Now there's an argument for taxing the rich at a higher rate.
And, finally, we learn from Smith that just as Wall Street may have siphoned our best and brightest away from that which is "most useful to the publick," so did the liberal reward of clergy tend to siphon the best minds away from European higher education and into the Church.
In countries where church benefices are the greater part of them very moderate, a chair in a university is generally a better establishment than a church benefice. The universities have, in this case, the picking and choosing of their members from all the churchmen of the country, who, in every country, constitute by far the most numerous class of men of letters. Where church benefices, on the contrary, are many of them very considerable, the church naturally draws from the universities the greater part of their eminent men of letters, who generally find some patron who does himself honour by procuring them church preferment.

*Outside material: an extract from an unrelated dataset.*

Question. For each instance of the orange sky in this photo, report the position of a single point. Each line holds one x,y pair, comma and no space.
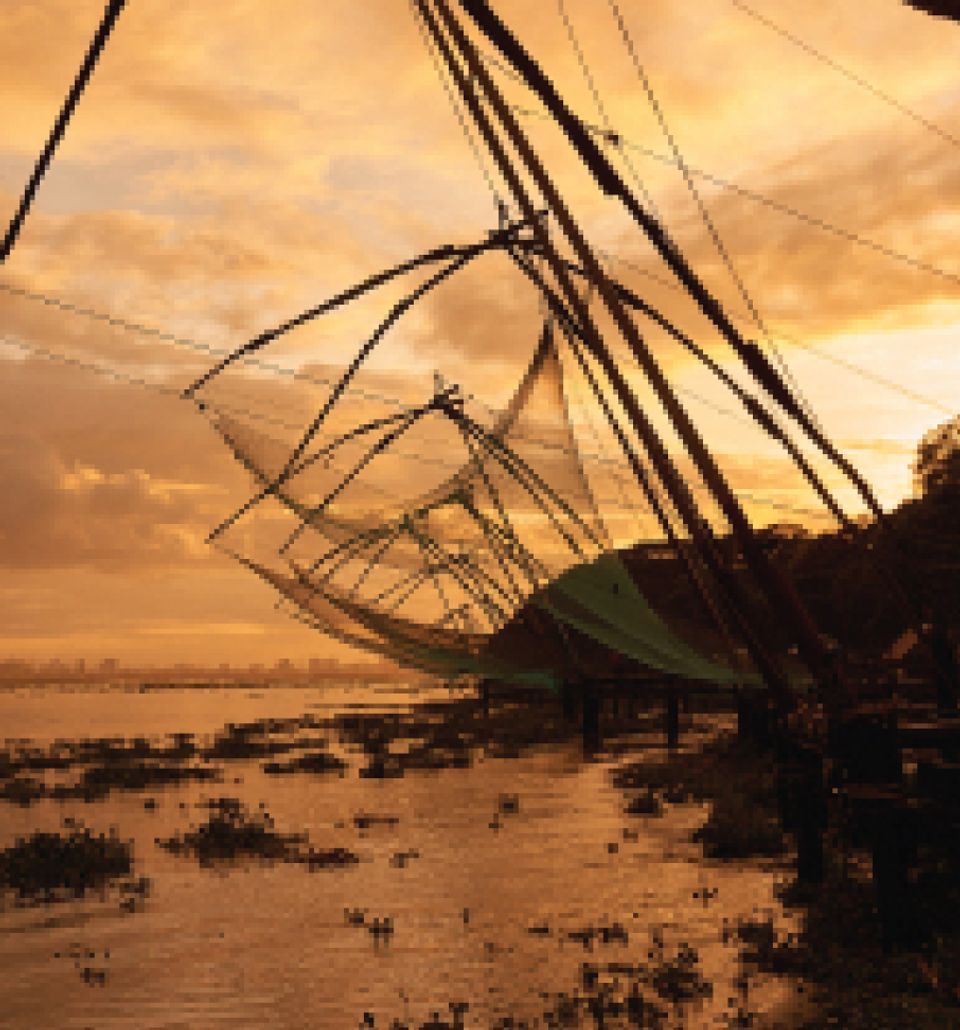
225,171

In the former situation we are likely to find the universities filled with the most eminent men of letters that are to be found in the country. In the latter we are likely to find few eminent men among them, and those few among the youngest members of the society, who are likely, too, to be drained away from it before they can have acquired experience and knowledge enough to be of much use to it.
Like the authors of the US Constitution, Smith viewed established and especially state-established religions as politically dangerous, a source of concentrated wealth and political power.
Ironically, it appears that economics, or at least the dominant "pain caucus" part of economics that forms the substrate of current finance and economic policy, is more like religion than science in some respects.
A superstitious belief in penance, mortification, and austerity.
A priestly language understood by only a few.
"The grossest delusions of superstition... supported in such a manner by the private interests of so great a number of people as put them out of all danger from any assault of human reason."
A distorted labor market that has siphoned human capital and human capacity away from where it would have served the public, the economy, and the country better.
I have to think that Adam Smith would have viewed Wall Street and the misallocated wealth and political power with which it is endowed in much the same way that he viewed religion wedded to political power:
the most formidable combination that ever was formed against the authority and security of civil government, as well as against the liberty, reason, and happiness of mankind, which can flourish only where civil government is able to protect them.
I wonder how the "father of economics" would feel about misguided economic thought providing the liturgy for a religion of pointless pain and economists (not all, but some) serving as the high priests of that "religion?"